The Creamery Kitchen

The Creamery Kitchen: Discover the age-old tradition of making fresh butters, yoghurts, creams and soft cheeses
by Jenny Linford
Rayland Peters & Small, London 2014

I was so excited when I first saw this book. I had been making my own ricotta for some time now and have made yoghurt in the past, and I felt it time to expand my diary horizons. Upon getting the book, I quickly read through the 120 or so pages. The core of this book and its real value is the recipes for making fresh dairy products (not considered real cheeses) – all shown to good effect in photographs of creamy whites and buttery yellows.

Jenny Linford spends a short time at the beginning of the book discussing the ins and outs of creating your home creamery. The topics include the dairy environment (with specific emphasis on cleanliness), the types and properties of milk, and lists (surprisingly short) of other ingredients and equipment required (with sources and suppliers for North America and the UK listed at the end of the book). Eleven chapters follow, each detailing a specific dairy product: butter, buttermilk, sour cream, crème fraîche, yoghurt, labneh, cream cheese, cottage cheese, ricotta, mascarpone and feta-style cheese. Those chapters are structured to describe the product, provide instructions on how to make it, and then give at least three recipes that make use of the product. The recipes using the dairy are interesting if not (in my opinion) exceptional, and range from starters to main meals to sweets. Of course, all beautifully photographed.

I made it a personal policy that when posting about books on food that I would concentrate on the positive. That, of course, did not mean overlooking any flaws a book might have. This book has many positives – such as the simple instructions for making buttermilk or crème fraîche, the easy to follow recipes that use these ingredients, and its lovely layout and photographs. It, however, does have a tendency to make the production of some of the fresh dairy products appear a bit too easy. I found this out the hard way with the most complex recipe in the book – making feta cheese. My experiences were detailed in my post, Rennet Experiments.

Given its pluses and minuses, I’m glad that I purchased the book and will no doubt consult it again in future when I have the urge to make buttermilk or sour cream. Although I will take into account lessons learned in dealing with rennet when making any dairy product that uses this ingredient. It is a wonderful experience starting with milk or cream and being able to change these into a number of different subtle flavours and textures by adding a few drops of lemon or vinegar, by heating, by agitating or whipping, or by letting it sit and mature in the right environment. Linford was right the process of “transforming cream into butter and milk into yoghurt…are wonderful acts of kitchen magic”.


    • Two shelves of books in the kitchen – with some moved and crammed in for the photo. They are pretty! It is so easy to be negative about things, so I try not to fall into that trap. The book does have so e good points.

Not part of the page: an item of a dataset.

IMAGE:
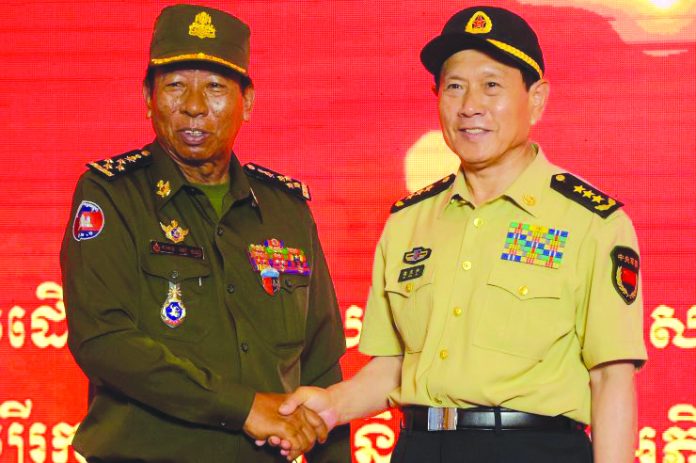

  1. I had yoghurt in the making explode when we were in the tropics last year. I decided then and there that some things are best left to the experts, but I admire your tenacity with all things milky and your clear and fair assessment of The Creamery Kitchen


  2. All interesting information and useful ‘if’ we get tempted to make the dairy product at home. My mother used to make them all at home, I never watched closely to see what she was doing, but always wonder about it. I’m glad there is a book that takes these ‘wonders’ away. 🙂


    • I notice the ‘if’ in quotation marks! 😄 With all the lovely dairy products available in the market now, it is surprising that anyone does this at home. I was curious… The créme fraîche was lovely, but I still grab a tub of the half fat stuff when in the supermarket!


      • No, you didn’t. What happened was (and this is worth a post in itself) that my brother and sister-in-law simply drank it up before it was fully mature. They ate the evidence. Bad. I couldn’t control the experiment from 3000 miles away. I have to repeat the mead experiment myself here. Like you said, sometimes life is too short for everything.